OTTAWA—When the Tamil community in Ottawa and Toronto heard rumours of poisonous gases killing 1,200 of their countrymen in Puthukuciyurucu in the northern part of the island on Saturday, they flocked to Ottawa seeking help from the federal government.
RCMP and local police had to close parts of Ottawa’s downtown core Monday and Tuesday as hundreds of demonstrators carrying Tamil flags and chanting slogans swarmed the streets around Parliament Hill. Protests were resumed on Wednesday morning but did not block traffic.
Arul Ananth, a 21-year-old Ryerson student from Toronto, said the demonstrations are in response to “the genocide that is happening back home in Sri Lanka.”
Ananth said the main goal of the demonstration was “to get the Canadian government to recognize that there is an issue happening back home, and hopefully for them to intervene and call a ceasefire and stop the fighting between the Sri Lankan army and the civilian LTTE (Liberation Tamil Tigers of Eelam).”
Eelam is the northeastern part of Sri Lanka that the LTTE wants recognized as a separate state. A civil war between the Sri Lankan army and the Tigers has been ongoing on for almost 30 years. The LTTE maintain they are trying to protect Sri Lanka's ethnic Tamil minority. Canada has classed the Tamil Tigers a terrorist organization.
With parliament closed this week, the protesters were unable to speak with any government officials, but hope to “make this a big enough issue that they are going to have to open.”
As for whether blocking traffic could make people less sympathetic to the Tamils’ cause, Ananth said, “We tried peaceful methods before such as the March 16 demonstration in Toronto [in which 120,000 people formed a human chain] to get public and government attention.”

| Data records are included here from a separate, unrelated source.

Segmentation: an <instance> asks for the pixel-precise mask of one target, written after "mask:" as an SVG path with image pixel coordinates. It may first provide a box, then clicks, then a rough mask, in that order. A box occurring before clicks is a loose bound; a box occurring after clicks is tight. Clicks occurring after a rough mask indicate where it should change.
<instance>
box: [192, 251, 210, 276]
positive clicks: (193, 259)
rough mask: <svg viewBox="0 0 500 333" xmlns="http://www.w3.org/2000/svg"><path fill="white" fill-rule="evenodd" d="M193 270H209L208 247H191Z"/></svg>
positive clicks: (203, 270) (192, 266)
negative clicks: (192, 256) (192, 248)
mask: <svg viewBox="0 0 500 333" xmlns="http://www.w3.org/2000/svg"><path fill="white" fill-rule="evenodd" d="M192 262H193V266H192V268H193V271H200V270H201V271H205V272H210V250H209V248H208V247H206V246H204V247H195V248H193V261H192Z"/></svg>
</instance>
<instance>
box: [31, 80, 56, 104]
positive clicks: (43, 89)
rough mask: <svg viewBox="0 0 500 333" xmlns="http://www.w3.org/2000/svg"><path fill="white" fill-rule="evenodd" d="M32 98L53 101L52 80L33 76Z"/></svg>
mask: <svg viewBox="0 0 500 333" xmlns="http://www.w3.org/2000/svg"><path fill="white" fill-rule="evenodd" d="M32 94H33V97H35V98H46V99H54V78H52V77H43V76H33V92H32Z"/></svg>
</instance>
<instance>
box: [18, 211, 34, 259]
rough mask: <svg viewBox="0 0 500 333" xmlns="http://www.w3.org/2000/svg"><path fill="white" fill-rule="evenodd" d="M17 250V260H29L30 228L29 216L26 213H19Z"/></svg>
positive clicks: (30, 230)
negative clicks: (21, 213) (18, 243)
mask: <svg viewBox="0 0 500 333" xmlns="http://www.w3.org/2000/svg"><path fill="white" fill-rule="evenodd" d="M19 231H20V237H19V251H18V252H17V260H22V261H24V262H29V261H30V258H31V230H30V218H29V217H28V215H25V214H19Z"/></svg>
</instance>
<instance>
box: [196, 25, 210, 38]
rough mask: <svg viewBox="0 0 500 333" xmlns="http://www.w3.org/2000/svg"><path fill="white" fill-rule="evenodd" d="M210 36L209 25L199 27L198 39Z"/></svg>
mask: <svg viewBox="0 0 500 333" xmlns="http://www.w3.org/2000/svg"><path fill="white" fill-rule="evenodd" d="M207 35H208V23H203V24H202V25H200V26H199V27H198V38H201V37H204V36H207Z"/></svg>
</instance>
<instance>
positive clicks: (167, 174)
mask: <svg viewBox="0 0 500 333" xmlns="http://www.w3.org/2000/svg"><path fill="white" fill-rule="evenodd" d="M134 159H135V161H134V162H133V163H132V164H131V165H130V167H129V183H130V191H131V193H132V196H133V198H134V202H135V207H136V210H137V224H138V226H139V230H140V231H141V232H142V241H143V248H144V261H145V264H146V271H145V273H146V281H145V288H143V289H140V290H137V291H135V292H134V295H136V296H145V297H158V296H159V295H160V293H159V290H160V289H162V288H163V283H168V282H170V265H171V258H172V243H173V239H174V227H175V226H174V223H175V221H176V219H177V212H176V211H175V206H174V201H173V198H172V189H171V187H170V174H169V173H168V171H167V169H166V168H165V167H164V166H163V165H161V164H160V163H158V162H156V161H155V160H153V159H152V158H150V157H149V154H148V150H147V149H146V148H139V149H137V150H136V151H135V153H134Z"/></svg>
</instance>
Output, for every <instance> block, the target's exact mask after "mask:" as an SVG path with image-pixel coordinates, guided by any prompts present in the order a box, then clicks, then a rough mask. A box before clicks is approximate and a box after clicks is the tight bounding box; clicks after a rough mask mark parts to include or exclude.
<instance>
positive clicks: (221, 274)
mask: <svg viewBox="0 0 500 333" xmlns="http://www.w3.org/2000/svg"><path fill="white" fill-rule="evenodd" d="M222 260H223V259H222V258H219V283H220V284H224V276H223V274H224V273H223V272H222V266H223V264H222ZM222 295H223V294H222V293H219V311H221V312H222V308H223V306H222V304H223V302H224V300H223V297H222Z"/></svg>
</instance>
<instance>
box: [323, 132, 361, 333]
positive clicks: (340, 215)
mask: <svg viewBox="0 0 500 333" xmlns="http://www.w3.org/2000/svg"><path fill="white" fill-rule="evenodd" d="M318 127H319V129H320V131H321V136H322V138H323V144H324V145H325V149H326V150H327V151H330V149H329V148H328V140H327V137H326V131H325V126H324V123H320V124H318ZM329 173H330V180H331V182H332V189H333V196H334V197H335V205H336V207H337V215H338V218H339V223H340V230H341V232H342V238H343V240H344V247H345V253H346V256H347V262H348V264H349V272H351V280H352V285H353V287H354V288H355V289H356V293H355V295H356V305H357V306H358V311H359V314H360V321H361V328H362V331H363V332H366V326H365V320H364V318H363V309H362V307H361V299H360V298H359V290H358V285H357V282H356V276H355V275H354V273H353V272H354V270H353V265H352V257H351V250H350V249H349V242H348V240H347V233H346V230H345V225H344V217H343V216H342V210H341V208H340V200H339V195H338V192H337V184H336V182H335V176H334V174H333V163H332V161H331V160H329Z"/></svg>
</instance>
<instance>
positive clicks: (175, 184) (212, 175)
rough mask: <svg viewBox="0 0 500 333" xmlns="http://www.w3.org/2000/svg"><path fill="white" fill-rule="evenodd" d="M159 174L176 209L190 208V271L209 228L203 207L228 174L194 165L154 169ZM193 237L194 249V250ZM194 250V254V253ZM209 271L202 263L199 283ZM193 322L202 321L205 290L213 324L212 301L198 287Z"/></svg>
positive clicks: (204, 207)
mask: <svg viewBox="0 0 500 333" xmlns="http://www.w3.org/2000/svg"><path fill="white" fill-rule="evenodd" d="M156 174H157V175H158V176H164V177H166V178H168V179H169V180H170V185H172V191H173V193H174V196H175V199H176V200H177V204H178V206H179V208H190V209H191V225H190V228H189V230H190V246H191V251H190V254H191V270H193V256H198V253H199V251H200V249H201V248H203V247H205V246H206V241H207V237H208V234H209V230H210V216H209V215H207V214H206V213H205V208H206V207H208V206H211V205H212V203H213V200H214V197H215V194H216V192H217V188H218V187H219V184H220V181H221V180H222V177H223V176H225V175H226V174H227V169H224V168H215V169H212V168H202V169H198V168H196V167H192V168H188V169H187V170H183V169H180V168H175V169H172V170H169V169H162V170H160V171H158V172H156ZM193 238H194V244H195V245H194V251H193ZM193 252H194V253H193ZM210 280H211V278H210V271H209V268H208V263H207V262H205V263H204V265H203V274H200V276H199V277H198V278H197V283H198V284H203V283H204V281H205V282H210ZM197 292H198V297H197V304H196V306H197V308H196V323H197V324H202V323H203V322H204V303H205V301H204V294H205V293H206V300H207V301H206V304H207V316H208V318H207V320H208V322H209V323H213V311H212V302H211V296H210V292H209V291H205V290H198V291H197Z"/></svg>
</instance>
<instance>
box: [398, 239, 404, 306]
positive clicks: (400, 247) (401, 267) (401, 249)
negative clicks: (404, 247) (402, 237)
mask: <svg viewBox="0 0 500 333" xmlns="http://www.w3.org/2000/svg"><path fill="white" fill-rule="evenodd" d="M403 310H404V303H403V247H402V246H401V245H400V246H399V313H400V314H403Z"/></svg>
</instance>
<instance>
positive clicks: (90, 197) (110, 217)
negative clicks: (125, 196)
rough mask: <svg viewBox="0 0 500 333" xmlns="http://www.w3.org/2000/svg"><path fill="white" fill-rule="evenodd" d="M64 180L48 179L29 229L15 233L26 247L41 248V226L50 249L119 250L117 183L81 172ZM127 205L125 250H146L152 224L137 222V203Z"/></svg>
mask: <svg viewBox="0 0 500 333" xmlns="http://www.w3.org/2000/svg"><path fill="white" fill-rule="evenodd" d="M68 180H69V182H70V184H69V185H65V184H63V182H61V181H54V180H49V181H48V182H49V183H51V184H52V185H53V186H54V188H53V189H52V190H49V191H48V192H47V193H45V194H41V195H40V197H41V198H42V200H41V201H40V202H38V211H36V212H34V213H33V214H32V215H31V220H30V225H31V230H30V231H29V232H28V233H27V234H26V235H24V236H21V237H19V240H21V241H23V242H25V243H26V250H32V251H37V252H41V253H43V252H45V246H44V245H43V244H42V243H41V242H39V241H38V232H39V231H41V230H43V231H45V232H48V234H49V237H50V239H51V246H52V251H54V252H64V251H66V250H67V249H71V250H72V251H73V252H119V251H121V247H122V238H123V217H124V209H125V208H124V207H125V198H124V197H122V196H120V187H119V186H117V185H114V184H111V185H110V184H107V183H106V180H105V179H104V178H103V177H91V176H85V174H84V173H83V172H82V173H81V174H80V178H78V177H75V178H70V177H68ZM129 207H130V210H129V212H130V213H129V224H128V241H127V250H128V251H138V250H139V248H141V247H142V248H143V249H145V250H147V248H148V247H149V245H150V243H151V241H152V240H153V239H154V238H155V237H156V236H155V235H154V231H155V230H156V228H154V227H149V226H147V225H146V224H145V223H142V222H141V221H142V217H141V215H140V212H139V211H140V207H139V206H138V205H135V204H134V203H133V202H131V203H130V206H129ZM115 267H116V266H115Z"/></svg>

During the demonstration there was recognition, he said, but as soon as it was over “it was a thing of the past.”
“We have tried everything from silent protests, fasting, the rallies—nothing happened. So this was our final solution to get attention from the federal government and to let them know that there is a huge population in Canada that thinks our government needs to get involved.”
Clashes between the Sri Lankan army and the LTTE have intensified in recent weeks. Security forces say they are making a final push to defeat the Tigers and bring an end to decades of conflict. The Sri Lankan government disputes UN figures that 2,800 civilians have been killed and 7,000 others injured in the last two months.
According to news reports, the Sri Lankan government said on Tuesday that the army rescued 69 civilians who had fled rebels' territory to an area controlled by government troops.
A UN human rights expert warned Wednesday that a bloodbath in Sri Lanka is likely unless government and Tiger forces hold a ceasefire long enough to allow tens of thousands of civilians trapped in a no-fire zone on the island's northeast coast to escape.
More than 100,000 civilians are trapped along with the Tigers who have been cornered in the zone, putting the civilians more at risk, the independent UN expert said.
Worried about his family in Sri Lanka whom he hasn't heard from in months, Ananth is asking Canadians to call their MPs, MPPs, or the federal government urging them to intervene and promote peace talks between the two factions.
“At least make it possible for NGOs to give the people food, medicine, and shelter. These civilians are sitting there under constant attack and have now been bombed with chemicals. Huge numbers of people can be wiped out in a matter of hours.”
He hopes that Canadian citizens will “tolerate us a little bit longer until the government acknowledges the problem.”
“We are not going to stop until someone from the federal government talks to us and assures us that they will talk with the Sri Lankan government to stop the attacks.” A number of protesters are prepared to stay in Ottawa until something is resolved for the Tamils in Sri Lanka.
There were reports of large numbers of Tamil supporters protesting in Oslo, London, and Paris over the weekend.